THE Central Bank sold an undisclosed amount of dollars early yesterday to support the local currency after it weakened to a new one-year low on strong importer demand for greenbacks, traders said.
The shilling fell 0.4 per cent to touch an intraday low of 87.80/88.00 to the dollar, last touched on Jan. 5, 2011, when it hit 89.00. It recovered to trade at 87.50/70 at 0713 GMT after the Central Bank sold dollars, and was still being quoted at the same level at 0739 GMT.
"The Central Bank came in to sell dollars again after the shilling touched 88," said a trader at one commercial bank. The Central Bank has pumped in dollars during seven different trading sessions so far this year to support the shilling.

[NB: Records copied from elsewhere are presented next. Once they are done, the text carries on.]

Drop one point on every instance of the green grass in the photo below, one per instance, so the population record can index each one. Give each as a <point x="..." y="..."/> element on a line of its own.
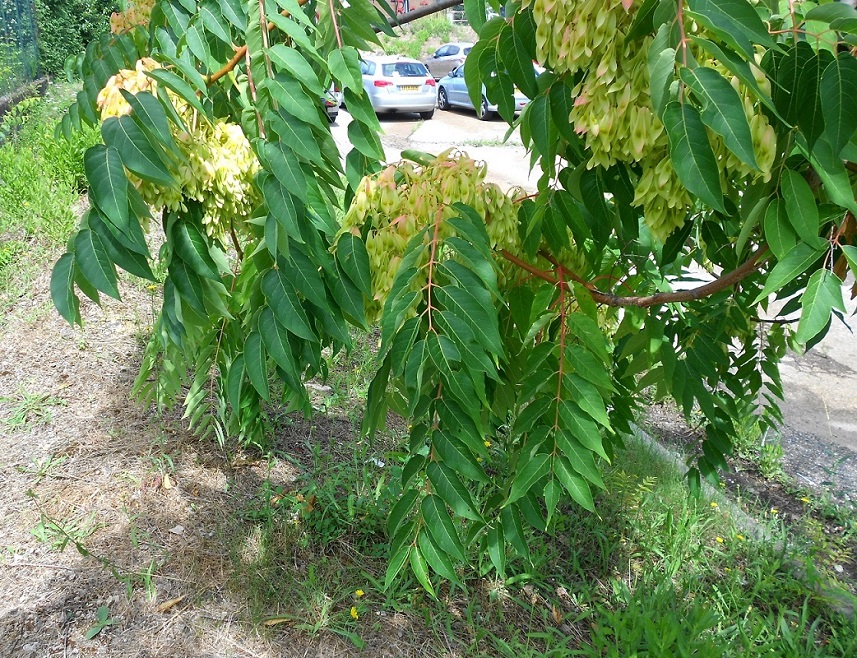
<point x="41" y="181"/>
<point x="655" y="573"/>
<point x="421" y="38"/>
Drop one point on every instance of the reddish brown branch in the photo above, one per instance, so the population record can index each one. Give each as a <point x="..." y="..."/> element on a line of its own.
<point x="241" y="52"/>
<point x="609" y="299"/>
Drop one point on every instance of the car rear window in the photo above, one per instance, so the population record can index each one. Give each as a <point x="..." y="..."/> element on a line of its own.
<point x="404" y="70"/>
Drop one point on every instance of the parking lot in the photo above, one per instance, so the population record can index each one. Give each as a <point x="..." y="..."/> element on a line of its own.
<point x="508" y="163"/>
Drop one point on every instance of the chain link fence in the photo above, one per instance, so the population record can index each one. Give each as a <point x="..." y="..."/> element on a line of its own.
<point x="19" y="50"/>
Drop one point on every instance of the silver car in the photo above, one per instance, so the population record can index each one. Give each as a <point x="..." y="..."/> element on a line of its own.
<point x="452" y="92"/>
<point x="399" y="84"/>
<point x="447" y="57"/>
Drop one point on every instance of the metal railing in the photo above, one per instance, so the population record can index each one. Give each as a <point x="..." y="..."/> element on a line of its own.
<point x="19" y="50"/>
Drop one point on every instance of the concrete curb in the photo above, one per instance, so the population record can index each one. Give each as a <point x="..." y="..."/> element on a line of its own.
<point x="839" y="599"/>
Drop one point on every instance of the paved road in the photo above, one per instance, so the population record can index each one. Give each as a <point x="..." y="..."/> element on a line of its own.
<point x="820" y="433"/>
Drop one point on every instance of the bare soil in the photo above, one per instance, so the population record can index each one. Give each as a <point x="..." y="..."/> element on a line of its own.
<point x="160" y="513"/>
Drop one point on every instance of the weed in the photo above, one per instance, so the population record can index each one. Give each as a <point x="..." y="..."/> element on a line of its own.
<point x="41" y="181"/>
<point x="44" y="467"/>
<point x="102" y="621"/>
<point x="60" y="533"/>
<point x="30" y="409"/>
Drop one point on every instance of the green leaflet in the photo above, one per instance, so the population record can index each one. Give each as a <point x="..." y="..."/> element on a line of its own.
<point x="534" y="470"/>
<point x="722" y="111"/>
<point x="191" y="246"/>
<point x="458" y="457"/>
<point x="575" y="485"/>
<point x="435" y="558"/>
<point x="179" y="86"/>
<point x="449" y="486"/>
<point x="420" y="569"/>
<point x="294" y="62"/>
<point x="823" y="294"/>
<point x="518" y="62"/>
<point x="691" y="154"/>
<point x="354" y="260"/>
<point x="463" y="304"/>
<point x="441" y="527"/>
<point x="276" y="340"/>
<point x="290" y="94"/>
<point x="345" y="67"/>
<point x="661" y="63"/>
<point x="109" y="185"/>
<point x="93" y="262"/>
<point x="734" y="21"/>
<point x="189" y="285"/>
<point x="496" y="544"/>
<point x="581" y="427"/>
<point x="475" y="10"/>
<point x="795" y="262"/>
<point x="62" y="289"/>
<point x="152" y="118"/>
<point x="138" y="153"/>
<point x="800" y="206"/>
<point x="365" y="140"/>
<point x="297" y="135"/>
<point x="255" y="361"/>
<point x="537" y="115"/>
<point x="579" y="458"/>
<point x="286" y="168"/>
<point x="838" y="88"/>
<point x="286" y="306"/>
<point x="213" y="20"/>
<point x="130" y="261"/>
<point x="779" y="233"/>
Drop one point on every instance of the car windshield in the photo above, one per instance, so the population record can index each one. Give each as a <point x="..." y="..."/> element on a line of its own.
<point x="404" y="70"/>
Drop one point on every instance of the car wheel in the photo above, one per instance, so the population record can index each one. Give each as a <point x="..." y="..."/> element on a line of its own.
<point x="483" y="113"/>
<point x="442" y="100"/>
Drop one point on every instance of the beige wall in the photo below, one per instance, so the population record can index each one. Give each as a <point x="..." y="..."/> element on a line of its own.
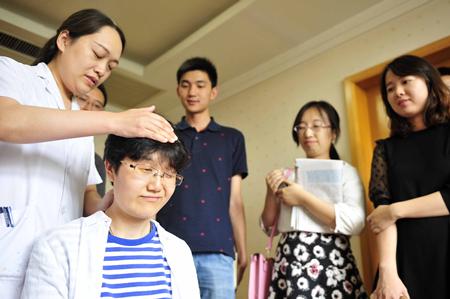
<point x="265" y="112"/>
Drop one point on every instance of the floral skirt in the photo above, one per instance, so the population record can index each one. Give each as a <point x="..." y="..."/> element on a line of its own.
<point x="315" y="265"/>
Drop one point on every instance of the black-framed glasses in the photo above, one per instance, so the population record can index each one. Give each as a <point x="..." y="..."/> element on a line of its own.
<point x="315" y="127"/>
<point x="146" y="171"/>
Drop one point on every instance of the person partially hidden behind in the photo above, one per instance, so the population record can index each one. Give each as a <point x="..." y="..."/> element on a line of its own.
<point x="96" y="100"/>
<point x="121" y="252"/>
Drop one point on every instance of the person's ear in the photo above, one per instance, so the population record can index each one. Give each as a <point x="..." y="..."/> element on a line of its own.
<point x="110" y="172"/>
<point x="214" y="93"/>
<point x="63" y="40"/>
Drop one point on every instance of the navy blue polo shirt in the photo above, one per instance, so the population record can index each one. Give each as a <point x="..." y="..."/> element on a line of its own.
<point x="198" y="211"/>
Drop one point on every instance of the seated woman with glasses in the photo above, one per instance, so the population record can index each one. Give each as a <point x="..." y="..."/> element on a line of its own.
<point x="319" y="263"/>
<point x="121" y="252"/>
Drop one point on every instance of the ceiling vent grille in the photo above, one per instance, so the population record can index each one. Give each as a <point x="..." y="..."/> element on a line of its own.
<point x="18" y="45"/>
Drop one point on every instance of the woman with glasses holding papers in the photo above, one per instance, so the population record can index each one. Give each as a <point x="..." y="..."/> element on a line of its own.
<point x="316" y="208"/>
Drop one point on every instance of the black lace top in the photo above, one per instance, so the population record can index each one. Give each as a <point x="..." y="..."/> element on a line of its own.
<point x="404" y="168"/>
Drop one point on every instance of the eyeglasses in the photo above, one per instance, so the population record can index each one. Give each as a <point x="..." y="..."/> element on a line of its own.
<point x="145" y="171"/>
<point x="316" y="127"/>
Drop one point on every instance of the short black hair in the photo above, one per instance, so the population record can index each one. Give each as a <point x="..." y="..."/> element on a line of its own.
<point x="102" y="88"/>
<point x="198" y="64"/>
<point x="118" y="148"/>
<point x="437" y="109"/>
<point x="80" y="23"/>
<point x="444" y="70"/>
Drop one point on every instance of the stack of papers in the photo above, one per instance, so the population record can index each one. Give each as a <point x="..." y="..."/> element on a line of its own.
<point x="324" y="179"/>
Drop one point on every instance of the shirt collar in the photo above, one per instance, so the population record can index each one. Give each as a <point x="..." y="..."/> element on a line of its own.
<point x="212" y="125"/>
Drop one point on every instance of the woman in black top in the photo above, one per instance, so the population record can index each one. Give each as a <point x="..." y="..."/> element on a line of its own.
<point x="410" y="183"/>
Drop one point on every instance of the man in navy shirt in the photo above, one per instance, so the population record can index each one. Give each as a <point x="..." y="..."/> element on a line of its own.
<point x="207" y="211"/>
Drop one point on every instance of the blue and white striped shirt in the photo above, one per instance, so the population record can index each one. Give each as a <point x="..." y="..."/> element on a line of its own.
<point x="136" y="268"/>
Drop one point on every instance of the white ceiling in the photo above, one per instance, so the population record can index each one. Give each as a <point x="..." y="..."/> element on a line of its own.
<point x="249" y="40"/>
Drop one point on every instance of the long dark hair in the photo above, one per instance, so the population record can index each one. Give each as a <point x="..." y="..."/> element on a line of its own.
<point x="437" y="109"/>
<point x="83" y="22"/>
<point x="333" y="117"/>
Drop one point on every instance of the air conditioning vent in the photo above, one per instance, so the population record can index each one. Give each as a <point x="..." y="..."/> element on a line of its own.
<point x="18" y="45"/>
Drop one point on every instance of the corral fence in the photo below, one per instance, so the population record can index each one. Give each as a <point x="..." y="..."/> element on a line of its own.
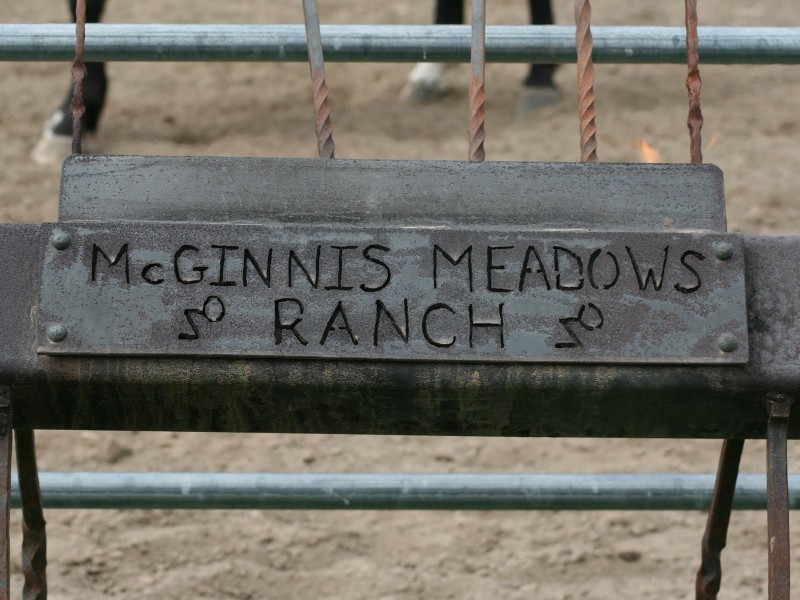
<point x="721" y="400"/>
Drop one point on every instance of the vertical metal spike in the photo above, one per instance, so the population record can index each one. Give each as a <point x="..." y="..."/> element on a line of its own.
<point x="586" y="97"/>
<point x="709" y="576"/>
<point x="693" y="83"/>
<point x="34" y="536"/>
<point x="5" y="491"/>
<point x="319" y="87"/>
<point x="77" y="107"/>
<point x="477" y="82"/>
<point x="778" y="410"/>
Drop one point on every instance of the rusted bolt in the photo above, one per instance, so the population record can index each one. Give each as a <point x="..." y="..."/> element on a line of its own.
<point x="57" y="333"/>
<point x="723" y="250"/>
<point x="727" y="342"/>
<point x="60" y="240"/>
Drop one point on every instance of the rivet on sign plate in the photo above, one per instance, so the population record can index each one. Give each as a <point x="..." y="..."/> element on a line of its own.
<point x="56" y="333"/>
<point x="60" y="240"/>
<point x="723" y="250"/>
<point x="727" y="342"/>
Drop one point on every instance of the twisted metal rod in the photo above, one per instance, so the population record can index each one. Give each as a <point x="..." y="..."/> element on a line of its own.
<point x="319" y="87"/>
<point x="77" y="107"/>
<point x="695" y="119"/>
<point x="477" y="82"/>
<point x="586" y="97"/>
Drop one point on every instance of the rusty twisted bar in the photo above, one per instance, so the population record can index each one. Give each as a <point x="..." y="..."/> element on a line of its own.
<point x="319" y="87"/>
<point x="77" y="108"/>
<point x="778" y="409"/>
<point x="709" y="576"/>
<point x="477" y="82"/>
<point x="586" y="97"/>
<point x="695" y="119"/>
<point x="34" y="538"/>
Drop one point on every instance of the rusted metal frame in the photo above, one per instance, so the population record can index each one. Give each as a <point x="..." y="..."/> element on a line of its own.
<point x="319" y="87"/>
<point x="695" y="119"/>
<point x="5" y="491"/>
<point x="77" y="106"/>
<point x="477" y="82"/>
<point x="709" y="576"/>
<point x="34" y="537"/>
<point x="586" y="96"/>
<point x="778" y="409"/>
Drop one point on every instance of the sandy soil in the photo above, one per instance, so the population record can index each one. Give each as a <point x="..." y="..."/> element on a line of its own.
<point x="751" y="132"/>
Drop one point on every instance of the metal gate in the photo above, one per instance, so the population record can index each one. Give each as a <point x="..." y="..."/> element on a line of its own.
<point x="720" y="387"/>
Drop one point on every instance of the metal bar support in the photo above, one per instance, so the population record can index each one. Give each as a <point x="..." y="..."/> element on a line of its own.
<point x="395" y="43"/>
<point x="34" y="538"/>
<point x="5" y="491"/>
<point x="709" y="577"/>
<point x="778" y="409"/>
<point x="396" y="491"/>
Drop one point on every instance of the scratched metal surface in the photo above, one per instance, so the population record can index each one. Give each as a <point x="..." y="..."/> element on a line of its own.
<point x="612" y="197"/>
<point x="576" y="297"/>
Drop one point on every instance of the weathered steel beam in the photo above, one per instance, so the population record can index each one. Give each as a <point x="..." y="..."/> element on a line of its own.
<point x="395" y="43"/>
<point x="396" y="491"/>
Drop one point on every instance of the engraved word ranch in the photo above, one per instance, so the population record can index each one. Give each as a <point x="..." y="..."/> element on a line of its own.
<point x="395" y="294"/>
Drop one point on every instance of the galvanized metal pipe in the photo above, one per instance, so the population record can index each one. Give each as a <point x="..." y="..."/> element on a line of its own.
<point x="396" y="491"/>
<point x="395" y="43"/>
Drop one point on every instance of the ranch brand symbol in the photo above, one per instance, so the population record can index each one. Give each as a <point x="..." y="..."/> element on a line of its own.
<point x="393" y="294"/>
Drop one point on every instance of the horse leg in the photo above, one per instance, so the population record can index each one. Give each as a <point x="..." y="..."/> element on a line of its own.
<point x="56" y="141"/>
<point x="540" y="90"/>
<point x="426" y="80"/>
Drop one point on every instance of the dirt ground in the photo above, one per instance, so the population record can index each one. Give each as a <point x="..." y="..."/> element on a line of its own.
<point x="752" y="131"/>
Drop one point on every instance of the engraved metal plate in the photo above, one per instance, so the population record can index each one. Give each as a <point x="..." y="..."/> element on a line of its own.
<point x="393" y="293"/>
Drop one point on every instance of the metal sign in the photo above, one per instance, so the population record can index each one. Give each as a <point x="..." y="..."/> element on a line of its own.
<point x="392" y="293"/>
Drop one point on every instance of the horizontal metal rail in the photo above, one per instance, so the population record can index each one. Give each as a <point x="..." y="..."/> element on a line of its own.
<point x="395" y="43"/>
<point x="394" y="491"/>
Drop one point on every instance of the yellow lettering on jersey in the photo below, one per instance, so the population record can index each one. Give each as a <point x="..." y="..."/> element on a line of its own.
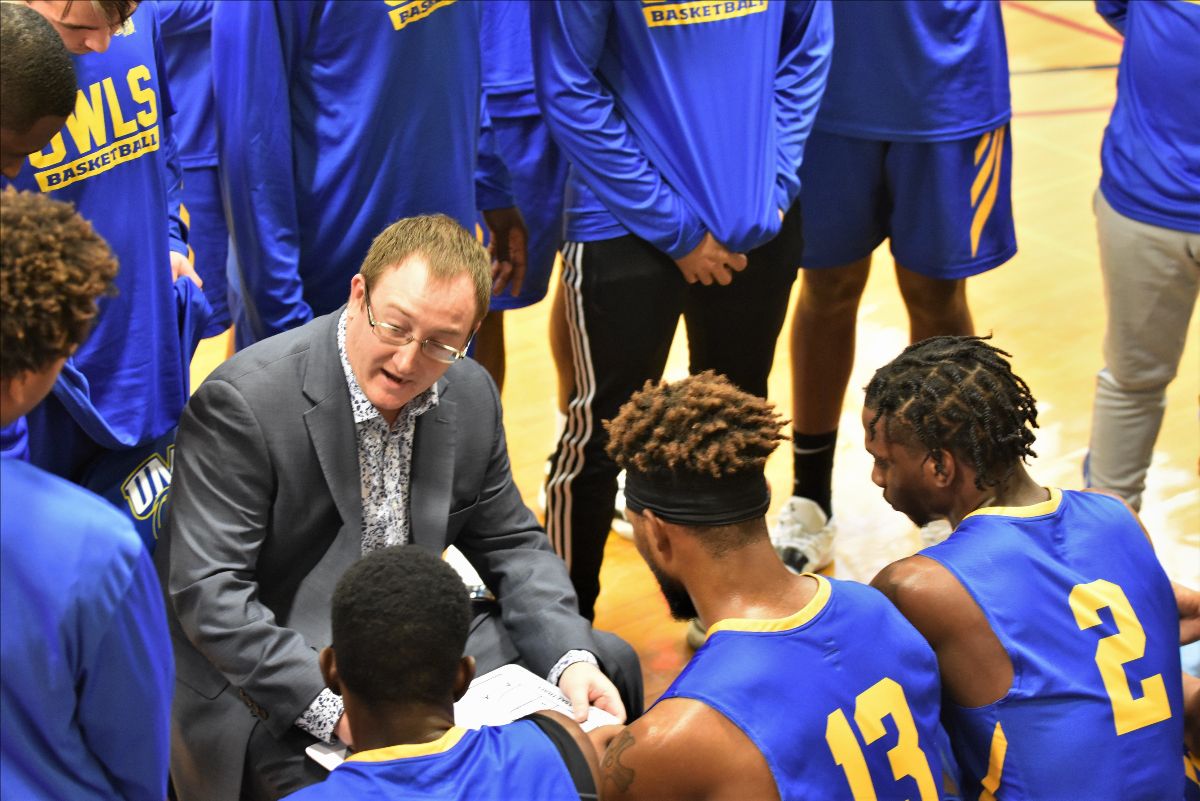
<point x="699" y="11"/>
<point x="1114" y="651"/>
<point x="101" y="161"/>
<point x="411" y="11"/>
<point x="89" y="132"/>
<point x="149" y="115"/>
<point x="849" y="756"/>
<point x="995" y="764"/>
<point x="121" y="127"/>
<point x="881" y="700"/>
<point x="87" y="122"/>
<point x="58" y="152"/>
<point x="886" y="699"/>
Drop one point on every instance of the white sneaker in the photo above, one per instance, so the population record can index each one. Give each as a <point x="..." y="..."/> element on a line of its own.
<point x="935" y="531"/>
<point x="621" y="523"/>
<point x="803" y="536"/>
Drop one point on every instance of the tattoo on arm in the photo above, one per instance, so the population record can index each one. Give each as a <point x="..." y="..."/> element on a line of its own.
<point x="621" y="775"/>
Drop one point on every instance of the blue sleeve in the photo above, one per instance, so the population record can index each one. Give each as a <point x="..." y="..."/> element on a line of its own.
<point x="125" y="692"/>
<point x="177" y="17"/>
<point x="253" y="53"/>
<point x="804" y="58"/>
<point x="174" y="170"/>
<point x="568" y="40"/>
<point x="493" y="185"/>
<point x="1114" y="12"/>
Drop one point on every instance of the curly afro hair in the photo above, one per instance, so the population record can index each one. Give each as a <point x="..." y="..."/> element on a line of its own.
<point x="702" y="425"/>
<point x="53" y="266"/>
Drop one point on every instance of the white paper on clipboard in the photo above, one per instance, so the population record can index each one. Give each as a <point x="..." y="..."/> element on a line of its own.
<point x="496" y="698"/>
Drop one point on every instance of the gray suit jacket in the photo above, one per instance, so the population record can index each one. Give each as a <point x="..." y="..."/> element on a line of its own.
<point x="267" y="515"/>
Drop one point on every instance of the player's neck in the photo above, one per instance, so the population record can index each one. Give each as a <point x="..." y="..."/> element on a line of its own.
<point x="381" y="726"/>
<point x="749" y="583"/>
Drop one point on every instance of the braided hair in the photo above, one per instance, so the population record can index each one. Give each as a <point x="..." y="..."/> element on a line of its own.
<point x="958" y="395"/>
<point x="702" y="425"/>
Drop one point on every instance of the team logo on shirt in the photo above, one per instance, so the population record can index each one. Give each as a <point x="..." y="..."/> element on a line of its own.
<point x="109" y="126"/>
<point x="411" y="11"/>
<point x="671" y="12"/>
<point x="147" y="487"/>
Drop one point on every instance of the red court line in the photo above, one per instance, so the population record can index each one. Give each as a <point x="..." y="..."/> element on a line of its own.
<point x="1108" y="36"/>
<point x="1057" y="112"/>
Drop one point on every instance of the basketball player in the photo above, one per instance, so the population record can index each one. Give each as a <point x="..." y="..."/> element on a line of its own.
<point x="396" y="661"/>
<point x="682" y="204"/>
<point x="1055" y="626"/>
<point x="912" y="145"/>
<point x="37" y="84"/>
<point x="85" y="664"/>
<point x="807" y="687"/>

Traders said the shilling had come under pressure from oil importers buying dollars to meet their end month supplies. "With the Central Bank's interventions, 88.00 is still the initial support level," said John Muli, a trader at African Banking Corporation.
Traders said liquidity had also tightened in the market with overnight interest rates on the interbank market rising steadily over 11 straight sessions to 6.67 per cent on Monday.
The Central Bank has also been mopping up liquidity using repurchase agreements (repo) since last year to support the shilling. On Monday, the bank received bids worth Sh2.7 billion for the Sh4 billion it had offered in repurchase agreements that day.
It accepted all the bids at a weighted average interest rate of 6.5 per cent. Traders said the Central Bank could effectively support the shilling through letting interest rates on repos to rise above 7 per cent to encourage banks to offload their liquidity. "Liquidity is somewhat tighter as bond payments fall due," Muli said.